03/12/2026
Justice isn’t theoretical — sometimes it has four legs.
This week Redemption Road K9 was honored to join partners from the Georgia Community Emergency Response Team (GA-CERT K9) and the La Sierra University Criminal Justice Department at Ventura College of Law for a two-day intensive titled:
Justice, Service, and the Working K9 — Legal & Ethical Frameworks for the 21st Century.
From the perspective of Redemption Road K9’s Search & Rescue and working-dog programs, the conversation centered on a critical reality: the work of K9 teams in the field must always be grounded in law, ethics, and public trust.
Together with attorneys, students, and practitioners, we explored where operational K9 work intersects with constitutional law and modern public safety standards, including:
• Constitutional limits on K9 deployment and search-and-seizure precedent
• Use-of-force standards, policy oversight, and chain-of-custody considerations for canine evidence
• ADA and Section 504 implications for service and therapy animals in schools, workplaces, and correctional settings
• The importance of accountability, transparency, and maintaining public trust in K9 operations
A significant portion of the program also focused on ethical and professional standards for cadaver detection training. As part of ongoing conversations within the SAR community, we discussed the importance of honoring donated human remains used in training and increasingly encourage the use of the term “training partners” to recognize the dignity of those who contribute to this work.

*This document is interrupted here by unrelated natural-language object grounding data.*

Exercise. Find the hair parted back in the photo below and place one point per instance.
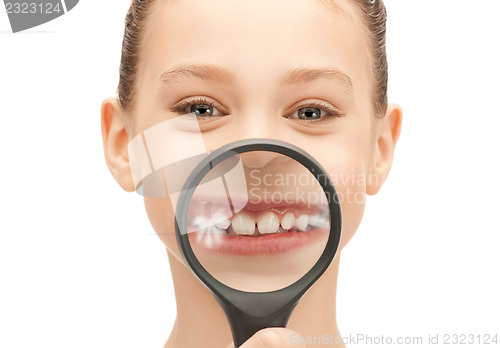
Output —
(374, 16)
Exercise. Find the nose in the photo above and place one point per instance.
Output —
(257, 124)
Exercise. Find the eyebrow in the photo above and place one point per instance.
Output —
(214, 73)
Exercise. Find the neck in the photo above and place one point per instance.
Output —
(200, 322)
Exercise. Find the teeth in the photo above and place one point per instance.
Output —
(317, 221)
(201, 222)
(220, 220)
(268, 223)
(288, 221)
(243, 224)
(302, 222)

Responsible training programs maintain strict professional standards, including:
• Ethical sourcing through documented donation programs or certified providers with proper consent and chain-of-custody records
• Comprehensive documentation tracking materials from donation through training use
• Secure storage protocols, including controlled refrigeration and temperature logging
• Proper packaging and labeling to prevent contamination
• Limited, supervised access by trained personnel using appropriate biosafety procedures
• Public-health compliant handling and respectful disposal
• Detailed records to support evidentiary review when cases reach court
We also examined the responsible use of synthetic training odors, including products such as ScentLogix, which allow teams to:
• Conduct safe and consistent training when human material is unavailable or inappropriate
• Create reproducible training scenarios to validate handler and dog competency
• Protect evidence integrity by preventing contamination during controlled exercises
These methods also carry important implications in the courtroom. Properly validated and documented training protocols help ensure that canine evidence is reliable, transparent, and defensible when reviewed by judges and attorneys.
We also addressed common misconceptions about K9 detection training:
Myth: Synthetic odor training makes detection dogs unreliable in court.
Reality: When used within validated protocols and supported by detailed records, synthetic odors can enhance reproducibility and strengthen expert testimony.
Myth: Courts reject canine evidence trained with artificial scents.
Reality: Courts evaluate methodology, documentation, and handler proficiency, not simply the presence of synthetic materials.
This was not a seminar about tricks or demonstrations. It was a serious constitutional and professional conversation about justice, civil liberties, and the evolving science of working K9s — preparing future lawyers, handlers, and policymakers for the real-world intersection of law and public safety.
We extend our sincere thanks to Ventura College of Law for hosting this important dialogue, and to Shirin E. Shahor for helping make the program possible. Our appreciation also goes to Brandon Austin DeCosse for his operational expertise, and to Hiran Licea and Brittany Eccleston for their critical support during the training components.
At Redemption Road K9, we believe the future of working-dog programs depends on a strong foundation of professional ethics, scientific rigor, and legal accountability.
Because in the 21st century, effective public safety requires justice, service, and responsibility — working together.